Fluorescent proteins keep time in vivo. Using rational design and saturation mutagenesis, Subach et al. (p 118) created three fluorescent timers based on mCherry with slow, medium and fast maturation rates. The authors then used the 'medium' timer to track trafficking of a membrane protein to its final destination (see also News and Views by Daunert, p 70). In this image, the clock numbers are colonies of bacteria that have been expressing the fast fluorescent timer protein for the number of hours indicated by the clock numeral, yielding a real-time display of the conversion from blue to red fluorescence. Cover art by Erin Boyle, based on an image provided by Fedor Subach.
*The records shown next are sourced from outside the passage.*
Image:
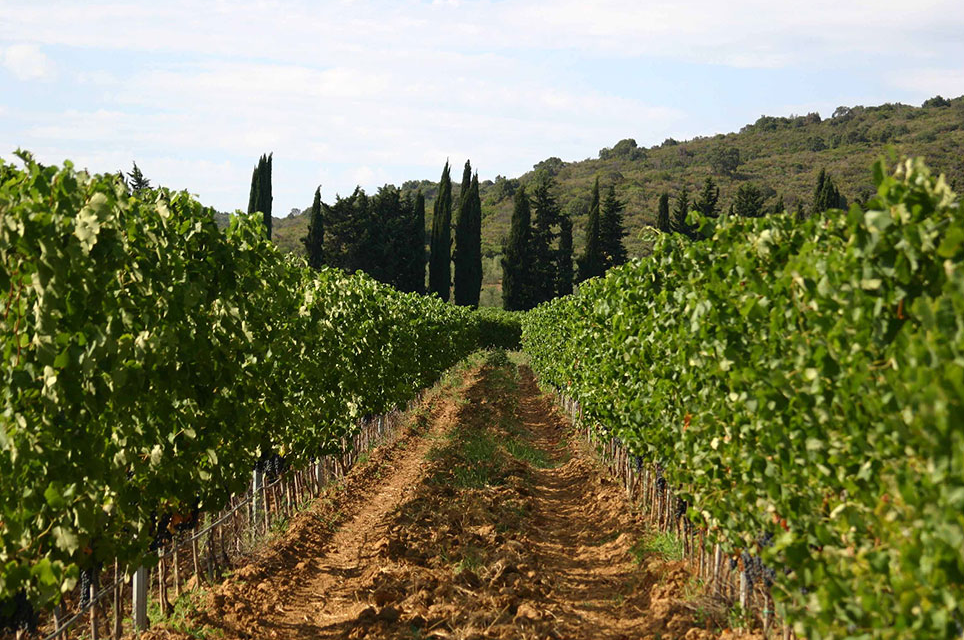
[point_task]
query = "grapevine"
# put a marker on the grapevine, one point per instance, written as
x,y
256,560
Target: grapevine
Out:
x,y
800,378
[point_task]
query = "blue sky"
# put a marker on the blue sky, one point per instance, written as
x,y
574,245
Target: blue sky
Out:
x,y
352,92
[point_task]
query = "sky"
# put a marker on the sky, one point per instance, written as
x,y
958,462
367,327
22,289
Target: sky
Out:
x,y
356,92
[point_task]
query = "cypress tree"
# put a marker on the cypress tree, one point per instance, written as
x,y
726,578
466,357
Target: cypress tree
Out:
x,y
564,257
468,247
680,211
826,196
540,243
416,279
315,239
260,197
515,257
611,230
347,239
662,215
466,183
138,182
461,256
439,267
708,200
253,194
592,262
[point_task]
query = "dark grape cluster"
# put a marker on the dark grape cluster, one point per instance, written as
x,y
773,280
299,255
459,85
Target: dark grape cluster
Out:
x,y
86,578
17,614
272,465
757,572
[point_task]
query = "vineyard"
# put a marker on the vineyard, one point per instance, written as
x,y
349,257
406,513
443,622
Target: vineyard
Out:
x,y
801,385
151,361
798,385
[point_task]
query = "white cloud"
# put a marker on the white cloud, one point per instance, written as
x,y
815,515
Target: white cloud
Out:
x,y
739,33
396,86
930,82
27,62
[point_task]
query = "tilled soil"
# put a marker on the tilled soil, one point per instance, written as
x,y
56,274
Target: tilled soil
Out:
x,y
489,521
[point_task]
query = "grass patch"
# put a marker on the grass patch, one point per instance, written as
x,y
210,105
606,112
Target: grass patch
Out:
x,y
521,450
665,545
471,561
182,617
472,460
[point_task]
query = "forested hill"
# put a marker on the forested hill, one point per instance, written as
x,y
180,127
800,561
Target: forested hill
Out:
x,y
781,155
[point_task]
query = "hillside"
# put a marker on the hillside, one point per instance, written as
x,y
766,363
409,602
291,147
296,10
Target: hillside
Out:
x,y
782,155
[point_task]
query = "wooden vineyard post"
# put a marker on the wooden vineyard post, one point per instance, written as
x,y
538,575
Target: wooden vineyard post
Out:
x,y
162,581
140,599
744,591
177,572
117,629
264,506
93,604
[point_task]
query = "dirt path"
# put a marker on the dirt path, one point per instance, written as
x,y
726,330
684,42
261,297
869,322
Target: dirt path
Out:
x,y
490,521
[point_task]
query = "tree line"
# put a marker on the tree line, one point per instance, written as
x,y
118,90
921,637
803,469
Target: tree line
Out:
x,y
537,263
384,234
748,202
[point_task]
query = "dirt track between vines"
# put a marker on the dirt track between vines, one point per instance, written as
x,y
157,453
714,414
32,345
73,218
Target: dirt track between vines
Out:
x,y
448,534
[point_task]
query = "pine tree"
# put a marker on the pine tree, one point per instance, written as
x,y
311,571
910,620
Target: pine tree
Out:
x,y
592,261
253,194
468,248
347,232
440,259
662,214
138,182
749,201
564,257
611,231
516,295
266,195
540,243
708,199
466,182
779,206
680,211
314,241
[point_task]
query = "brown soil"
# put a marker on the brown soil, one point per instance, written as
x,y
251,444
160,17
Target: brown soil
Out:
x,y
425,542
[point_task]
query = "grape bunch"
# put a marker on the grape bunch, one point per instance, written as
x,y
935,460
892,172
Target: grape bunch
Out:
x,y
17,614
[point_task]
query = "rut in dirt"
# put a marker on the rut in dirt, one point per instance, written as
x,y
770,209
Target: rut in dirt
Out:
x,y
488,519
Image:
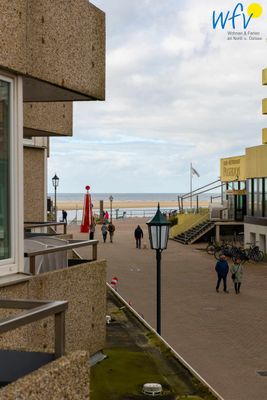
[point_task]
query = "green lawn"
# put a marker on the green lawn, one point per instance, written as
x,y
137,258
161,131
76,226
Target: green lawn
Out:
x,y
123,372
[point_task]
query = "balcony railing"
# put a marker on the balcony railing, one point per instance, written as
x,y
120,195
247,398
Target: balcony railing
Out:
x,y
35,310
73,244
32,225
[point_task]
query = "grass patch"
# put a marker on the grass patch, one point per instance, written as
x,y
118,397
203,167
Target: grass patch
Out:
x,y
123,372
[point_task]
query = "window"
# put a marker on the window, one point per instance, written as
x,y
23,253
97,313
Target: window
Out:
x,y
265,197
11,204
250,195
5,250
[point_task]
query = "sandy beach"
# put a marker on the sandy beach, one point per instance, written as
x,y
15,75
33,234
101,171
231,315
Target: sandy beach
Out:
x,y
73,205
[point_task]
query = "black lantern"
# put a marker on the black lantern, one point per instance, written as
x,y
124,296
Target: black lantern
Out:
x,y
158,230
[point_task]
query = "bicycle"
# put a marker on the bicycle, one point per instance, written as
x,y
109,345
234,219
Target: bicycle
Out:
x,y
254,253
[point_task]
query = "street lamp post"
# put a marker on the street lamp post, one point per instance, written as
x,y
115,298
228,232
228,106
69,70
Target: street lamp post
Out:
x,y
111,200
55,181
158,230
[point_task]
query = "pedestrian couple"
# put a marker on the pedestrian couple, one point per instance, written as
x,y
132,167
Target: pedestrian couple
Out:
x,y
108,229
222,269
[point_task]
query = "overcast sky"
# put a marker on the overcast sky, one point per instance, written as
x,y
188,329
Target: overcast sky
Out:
x,y
177,91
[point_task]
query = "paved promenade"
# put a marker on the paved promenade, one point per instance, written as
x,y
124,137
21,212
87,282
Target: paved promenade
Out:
x,y
223,336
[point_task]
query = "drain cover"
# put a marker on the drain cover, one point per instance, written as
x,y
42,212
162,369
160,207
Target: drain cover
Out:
x,y
262,373
152,389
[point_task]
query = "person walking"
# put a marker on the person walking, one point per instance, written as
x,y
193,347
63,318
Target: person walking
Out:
x,y
104,231
222,269
237,274
92,231
111,230
138,234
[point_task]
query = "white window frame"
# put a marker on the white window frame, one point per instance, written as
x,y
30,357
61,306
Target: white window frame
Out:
x,y
15,263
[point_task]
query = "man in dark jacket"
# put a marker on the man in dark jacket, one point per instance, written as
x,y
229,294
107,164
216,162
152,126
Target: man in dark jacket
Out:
x,y
138,234
222,269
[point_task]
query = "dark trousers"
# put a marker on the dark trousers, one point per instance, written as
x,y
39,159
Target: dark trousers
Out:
x,y
221,277
237,287
138,243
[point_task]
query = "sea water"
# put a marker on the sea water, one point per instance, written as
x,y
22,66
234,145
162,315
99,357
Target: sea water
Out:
x,y
76,214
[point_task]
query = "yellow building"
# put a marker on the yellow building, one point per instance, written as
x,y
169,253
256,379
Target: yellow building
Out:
x,y
245,177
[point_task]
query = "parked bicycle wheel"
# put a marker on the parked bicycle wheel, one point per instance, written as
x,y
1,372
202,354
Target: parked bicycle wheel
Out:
x,y
219,253
210,249
257,255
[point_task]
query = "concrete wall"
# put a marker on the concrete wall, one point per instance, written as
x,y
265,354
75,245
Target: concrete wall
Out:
x,y
55,41
34,184
47,119
258,233
66,378
84,287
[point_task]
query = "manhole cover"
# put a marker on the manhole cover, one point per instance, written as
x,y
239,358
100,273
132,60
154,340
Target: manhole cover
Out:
x,y
262,373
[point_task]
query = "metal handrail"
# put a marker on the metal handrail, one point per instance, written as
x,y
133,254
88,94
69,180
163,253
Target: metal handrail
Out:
x,y
36,310
29,225
73,245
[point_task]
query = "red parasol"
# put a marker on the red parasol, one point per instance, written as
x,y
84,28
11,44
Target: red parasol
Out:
x,y
87,212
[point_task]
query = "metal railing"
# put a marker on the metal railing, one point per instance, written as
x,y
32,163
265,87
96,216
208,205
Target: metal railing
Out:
x,y
35,310
73,244
31,225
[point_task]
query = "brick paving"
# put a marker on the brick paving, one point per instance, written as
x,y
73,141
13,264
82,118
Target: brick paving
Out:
x,y
222,336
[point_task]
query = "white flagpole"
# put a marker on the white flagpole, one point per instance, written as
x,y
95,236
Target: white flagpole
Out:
x,y
191,186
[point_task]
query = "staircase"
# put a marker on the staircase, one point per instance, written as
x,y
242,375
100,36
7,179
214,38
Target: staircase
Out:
x,y
195,232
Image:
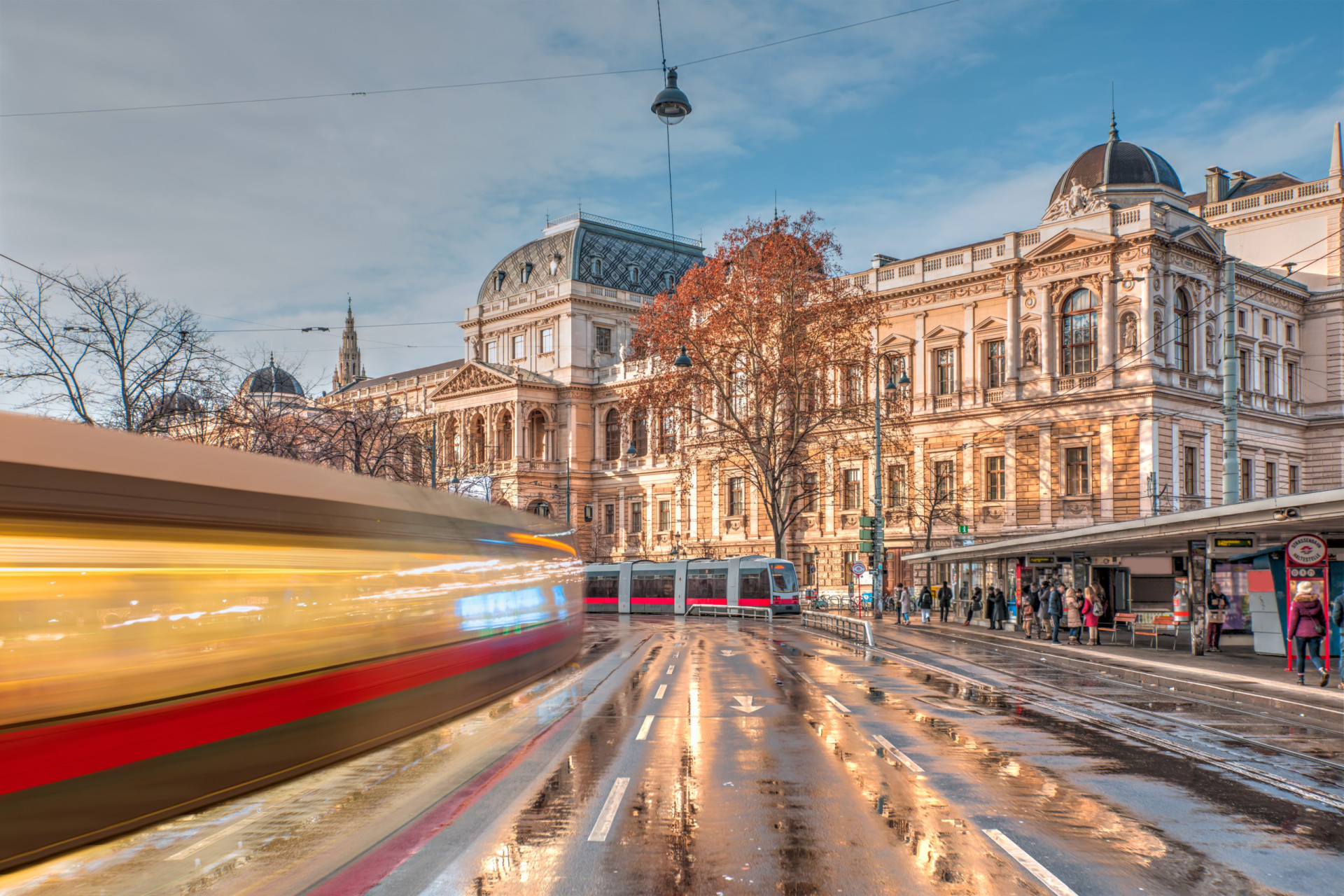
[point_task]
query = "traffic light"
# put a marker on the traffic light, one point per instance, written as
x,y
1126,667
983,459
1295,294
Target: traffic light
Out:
x,y
866,524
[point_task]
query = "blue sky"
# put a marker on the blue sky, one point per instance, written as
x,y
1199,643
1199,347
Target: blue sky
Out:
x,y
907,136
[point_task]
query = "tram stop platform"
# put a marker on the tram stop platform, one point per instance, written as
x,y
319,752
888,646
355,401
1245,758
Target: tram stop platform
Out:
x,y
1237,676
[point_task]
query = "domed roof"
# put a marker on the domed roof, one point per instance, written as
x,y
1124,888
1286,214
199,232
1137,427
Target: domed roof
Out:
x,y
272,381
1114,163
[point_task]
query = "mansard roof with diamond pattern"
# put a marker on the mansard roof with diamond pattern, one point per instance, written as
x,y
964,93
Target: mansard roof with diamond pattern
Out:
x,y
593,250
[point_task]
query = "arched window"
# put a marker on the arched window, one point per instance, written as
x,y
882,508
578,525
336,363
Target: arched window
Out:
x,y
641,435
537,435
1078,333
505,445
1182,336
613,435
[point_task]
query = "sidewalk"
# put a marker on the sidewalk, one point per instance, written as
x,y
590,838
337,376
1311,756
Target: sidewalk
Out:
x,y
1236,676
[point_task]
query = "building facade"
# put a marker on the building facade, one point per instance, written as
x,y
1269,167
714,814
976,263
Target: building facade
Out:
x,y
1062,375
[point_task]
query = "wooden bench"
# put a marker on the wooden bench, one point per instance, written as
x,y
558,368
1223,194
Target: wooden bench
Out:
x,y
1155,629
1126,620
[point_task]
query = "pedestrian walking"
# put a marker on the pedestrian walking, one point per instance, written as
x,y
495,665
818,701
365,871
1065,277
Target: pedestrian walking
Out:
x,y
1092,614
1217,606
1307,628
1074,613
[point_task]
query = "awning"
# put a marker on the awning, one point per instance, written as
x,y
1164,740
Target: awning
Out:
x,y
1275,520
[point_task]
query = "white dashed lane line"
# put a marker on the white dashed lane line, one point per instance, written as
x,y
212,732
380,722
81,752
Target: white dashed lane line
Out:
x,y
1041,872
613,802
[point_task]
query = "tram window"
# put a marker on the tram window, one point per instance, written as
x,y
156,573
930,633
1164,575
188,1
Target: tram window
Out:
x,y
755,584
603,584
707,584
654,584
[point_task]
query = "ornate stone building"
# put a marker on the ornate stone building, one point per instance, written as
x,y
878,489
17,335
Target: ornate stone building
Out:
x,y
1063,375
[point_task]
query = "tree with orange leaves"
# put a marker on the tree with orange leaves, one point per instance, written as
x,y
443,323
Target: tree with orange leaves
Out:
x,y
783,365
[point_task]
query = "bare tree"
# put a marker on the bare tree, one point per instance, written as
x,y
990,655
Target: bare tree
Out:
x,y
102,352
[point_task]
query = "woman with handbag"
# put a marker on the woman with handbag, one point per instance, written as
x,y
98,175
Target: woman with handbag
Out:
x,y
1307,628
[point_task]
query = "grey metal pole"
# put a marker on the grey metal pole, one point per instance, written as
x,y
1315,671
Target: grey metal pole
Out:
x,y
878,551
1231,463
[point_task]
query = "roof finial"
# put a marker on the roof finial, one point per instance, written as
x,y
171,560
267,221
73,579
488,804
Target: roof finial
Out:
x,y
1114,133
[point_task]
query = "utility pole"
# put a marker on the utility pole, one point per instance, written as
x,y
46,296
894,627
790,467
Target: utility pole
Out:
x,y
1231,463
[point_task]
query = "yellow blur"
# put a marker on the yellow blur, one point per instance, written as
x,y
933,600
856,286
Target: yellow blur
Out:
x,y
96,618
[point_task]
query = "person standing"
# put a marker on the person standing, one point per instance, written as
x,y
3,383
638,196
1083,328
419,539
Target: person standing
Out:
x,y
1074,613
1217,608
1307,628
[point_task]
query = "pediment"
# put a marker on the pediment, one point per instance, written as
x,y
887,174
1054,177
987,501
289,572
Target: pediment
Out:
x,y
1070,239
470,378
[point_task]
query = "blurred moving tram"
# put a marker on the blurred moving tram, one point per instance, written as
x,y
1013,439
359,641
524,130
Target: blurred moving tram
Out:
x,y
676,586
182,624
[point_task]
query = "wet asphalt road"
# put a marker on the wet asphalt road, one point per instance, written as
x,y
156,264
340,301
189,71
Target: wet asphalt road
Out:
x,y
715,757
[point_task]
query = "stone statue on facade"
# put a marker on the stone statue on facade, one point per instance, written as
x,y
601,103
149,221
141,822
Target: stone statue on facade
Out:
x,y
1030,348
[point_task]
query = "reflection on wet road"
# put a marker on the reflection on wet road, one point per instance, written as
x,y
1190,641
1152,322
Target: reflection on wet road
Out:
x,y
717,757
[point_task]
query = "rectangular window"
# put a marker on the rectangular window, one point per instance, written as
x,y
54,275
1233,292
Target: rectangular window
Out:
x,y
1077,472
996,363
897,485
854,489
737,496
945,479
996,479
946,360
811,492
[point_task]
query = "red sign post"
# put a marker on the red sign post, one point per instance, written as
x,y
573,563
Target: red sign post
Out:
x,y
1307,561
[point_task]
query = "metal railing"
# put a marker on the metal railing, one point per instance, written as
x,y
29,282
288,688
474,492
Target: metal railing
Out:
x,y
718,610
843,626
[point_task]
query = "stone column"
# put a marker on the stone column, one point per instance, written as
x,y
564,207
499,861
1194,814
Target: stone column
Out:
x,y
1044,469
1108,469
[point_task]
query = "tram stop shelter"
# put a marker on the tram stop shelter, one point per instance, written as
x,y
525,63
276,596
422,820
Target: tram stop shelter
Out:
x,y
1149,564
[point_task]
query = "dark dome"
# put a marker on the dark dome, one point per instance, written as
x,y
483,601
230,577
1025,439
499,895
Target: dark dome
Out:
x,y
272,381
1117,162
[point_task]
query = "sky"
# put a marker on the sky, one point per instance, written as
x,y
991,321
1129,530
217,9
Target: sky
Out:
x,y
907,136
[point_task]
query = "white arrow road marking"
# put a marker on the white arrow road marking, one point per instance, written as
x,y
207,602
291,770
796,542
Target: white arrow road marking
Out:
x,y
1042,874
902,758
746,704
604,821
206,841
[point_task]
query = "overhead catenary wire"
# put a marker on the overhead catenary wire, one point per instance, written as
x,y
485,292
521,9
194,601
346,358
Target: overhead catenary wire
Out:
x,y
465,83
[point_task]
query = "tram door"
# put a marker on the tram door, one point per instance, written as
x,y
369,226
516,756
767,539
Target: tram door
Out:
x,y
624,606
679,592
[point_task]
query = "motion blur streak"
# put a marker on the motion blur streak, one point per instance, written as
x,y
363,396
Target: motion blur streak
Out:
x,y
181,650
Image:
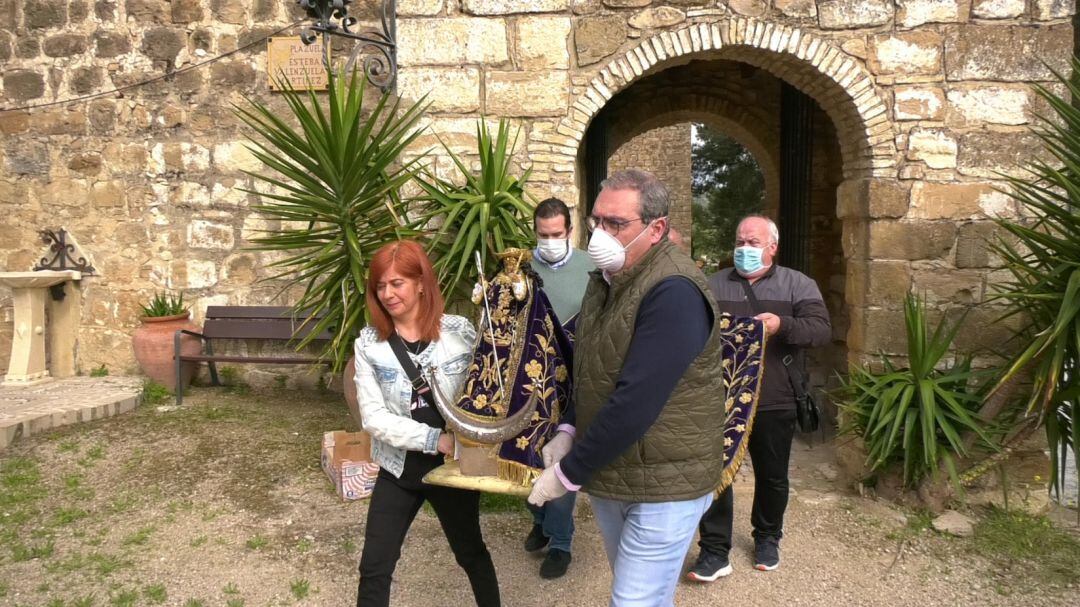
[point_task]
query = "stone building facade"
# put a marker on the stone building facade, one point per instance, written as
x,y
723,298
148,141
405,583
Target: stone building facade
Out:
x,y
920,105
665,152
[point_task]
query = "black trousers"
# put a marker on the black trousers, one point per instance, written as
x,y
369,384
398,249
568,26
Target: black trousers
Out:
x,y
770,449
394,504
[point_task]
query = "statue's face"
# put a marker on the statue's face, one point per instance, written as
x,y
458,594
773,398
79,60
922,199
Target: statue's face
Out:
x,y
400,295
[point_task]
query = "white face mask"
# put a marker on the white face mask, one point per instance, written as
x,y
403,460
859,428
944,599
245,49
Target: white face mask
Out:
x,y
607,253
553,250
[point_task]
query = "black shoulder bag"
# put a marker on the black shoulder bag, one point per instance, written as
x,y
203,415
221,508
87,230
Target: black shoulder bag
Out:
x,y
806,409
419,383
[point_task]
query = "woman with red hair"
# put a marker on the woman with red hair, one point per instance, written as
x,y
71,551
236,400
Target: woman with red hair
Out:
x,y
408,436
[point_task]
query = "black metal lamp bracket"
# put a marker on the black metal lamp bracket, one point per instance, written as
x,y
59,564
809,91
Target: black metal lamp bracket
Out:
x,y
380,46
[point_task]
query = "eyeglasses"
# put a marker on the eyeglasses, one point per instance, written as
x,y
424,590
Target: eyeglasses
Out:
x,y
752,242
609,225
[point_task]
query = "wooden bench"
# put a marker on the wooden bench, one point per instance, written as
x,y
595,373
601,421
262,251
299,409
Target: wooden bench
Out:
x,y
264,323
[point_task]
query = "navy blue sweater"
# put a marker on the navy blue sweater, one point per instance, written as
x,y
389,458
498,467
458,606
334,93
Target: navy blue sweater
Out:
x,y
671,329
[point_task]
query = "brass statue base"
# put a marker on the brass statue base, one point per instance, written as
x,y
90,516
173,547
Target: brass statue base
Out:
x,y
449,475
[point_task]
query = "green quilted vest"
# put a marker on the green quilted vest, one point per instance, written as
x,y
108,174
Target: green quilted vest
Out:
x,y
680,456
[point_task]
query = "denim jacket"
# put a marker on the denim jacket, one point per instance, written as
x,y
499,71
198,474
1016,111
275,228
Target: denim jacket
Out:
x,y
383,391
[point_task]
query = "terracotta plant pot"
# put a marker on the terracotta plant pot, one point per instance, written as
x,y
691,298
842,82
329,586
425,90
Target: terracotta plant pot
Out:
x,y
153,348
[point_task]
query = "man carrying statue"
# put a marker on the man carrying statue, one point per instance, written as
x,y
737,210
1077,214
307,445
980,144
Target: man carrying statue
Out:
x,y
564,271
646,436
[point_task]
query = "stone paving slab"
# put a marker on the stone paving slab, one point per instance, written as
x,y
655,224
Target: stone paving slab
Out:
x,y
26,410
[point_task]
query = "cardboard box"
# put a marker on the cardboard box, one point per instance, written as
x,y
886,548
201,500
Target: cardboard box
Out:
x,y
347,460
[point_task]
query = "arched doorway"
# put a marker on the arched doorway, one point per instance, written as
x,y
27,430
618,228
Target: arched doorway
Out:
x,y
852,139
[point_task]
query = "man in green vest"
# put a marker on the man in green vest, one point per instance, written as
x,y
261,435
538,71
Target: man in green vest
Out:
x,y
565,273
643,436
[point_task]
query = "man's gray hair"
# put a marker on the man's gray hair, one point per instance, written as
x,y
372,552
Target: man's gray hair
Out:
x,y
773,230
651,192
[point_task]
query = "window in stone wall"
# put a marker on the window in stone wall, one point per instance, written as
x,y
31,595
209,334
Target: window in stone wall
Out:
x,y
727,185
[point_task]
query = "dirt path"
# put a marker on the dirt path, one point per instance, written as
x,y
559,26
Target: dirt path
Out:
x,y
223,502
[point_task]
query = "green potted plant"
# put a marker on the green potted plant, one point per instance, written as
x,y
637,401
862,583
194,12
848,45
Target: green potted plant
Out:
x,y
488,213
153,340
332,196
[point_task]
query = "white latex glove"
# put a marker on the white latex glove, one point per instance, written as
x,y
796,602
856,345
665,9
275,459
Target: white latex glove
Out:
x,y
556,448
547,487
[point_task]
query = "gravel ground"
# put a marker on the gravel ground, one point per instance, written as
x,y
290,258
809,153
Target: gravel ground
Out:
x,y
225,500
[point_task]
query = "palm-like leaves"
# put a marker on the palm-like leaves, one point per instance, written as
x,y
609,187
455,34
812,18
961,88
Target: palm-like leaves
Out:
x,y
916,415
335,194
487,214
1043,259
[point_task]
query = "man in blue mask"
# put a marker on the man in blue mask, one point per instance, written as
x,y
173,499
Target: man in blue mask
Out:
x,y
795,318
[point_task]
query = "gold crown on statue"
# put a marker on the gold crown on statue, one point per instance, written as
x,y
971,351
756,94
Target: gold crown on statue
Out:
x,y
510,274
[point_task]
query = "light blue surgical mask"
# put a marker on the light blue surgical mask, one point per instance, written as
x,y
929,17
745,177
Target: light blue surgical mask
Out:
x,y
748,259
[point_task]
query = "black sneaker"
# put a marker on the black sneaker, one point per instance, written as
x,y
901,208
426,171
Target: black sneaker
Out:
x,y
710,567
554,565
536,539
766,554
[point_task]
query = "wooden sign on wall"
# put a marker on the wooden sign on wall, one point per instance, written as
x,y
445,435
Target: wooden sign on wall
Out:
x,y
299,64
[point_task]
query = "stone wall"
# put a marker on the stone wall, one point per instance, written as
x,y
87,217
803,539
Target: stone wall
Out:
x,y
149,180
928,99
665,152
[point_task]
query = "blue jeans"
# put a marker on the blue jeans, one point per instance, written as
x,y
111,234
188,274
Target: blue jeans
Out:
x,y
646,543
556,520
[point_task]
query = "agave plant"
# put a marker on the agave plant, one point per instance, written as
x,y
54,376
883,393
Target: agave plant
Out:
x,y
487,214
916,415
1042,254
164,305
337,173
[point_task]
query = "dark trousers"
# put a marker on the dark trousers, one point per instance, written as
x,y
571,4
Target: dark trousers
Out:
x,y
394,504
770,449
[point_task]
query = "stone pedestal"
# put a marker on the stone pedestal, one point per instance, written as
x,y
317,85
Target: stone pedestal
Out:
x,y
30,293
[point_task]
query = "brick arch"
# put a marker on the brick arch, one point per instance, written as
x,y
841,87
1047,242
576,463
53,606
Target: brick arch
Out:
x,y
844,88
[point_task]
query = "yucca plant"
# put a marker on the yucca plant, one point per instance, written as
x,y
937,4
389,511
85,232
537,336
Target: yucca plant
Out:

Proteasomal substrate selection. Prakash et al. (p 29) mixed and matched a ubiquitin tag and an unstructured region, two signals for proteasomal targeting, on the protein complex components barnase and barstar. Attaching ubiquitin to barstar and an unstructured region to barnase resulted in degradation of barnase through an in trans targeting mechanism (see also News and Views by Wandless on p 3). Barstar modified with four ubiquitin domains is shown targeting the unstructured region of barnase to the proteasome. Cover art by Erin Boyle based on images provided by Sumit Prakash and Tomonao Inobe.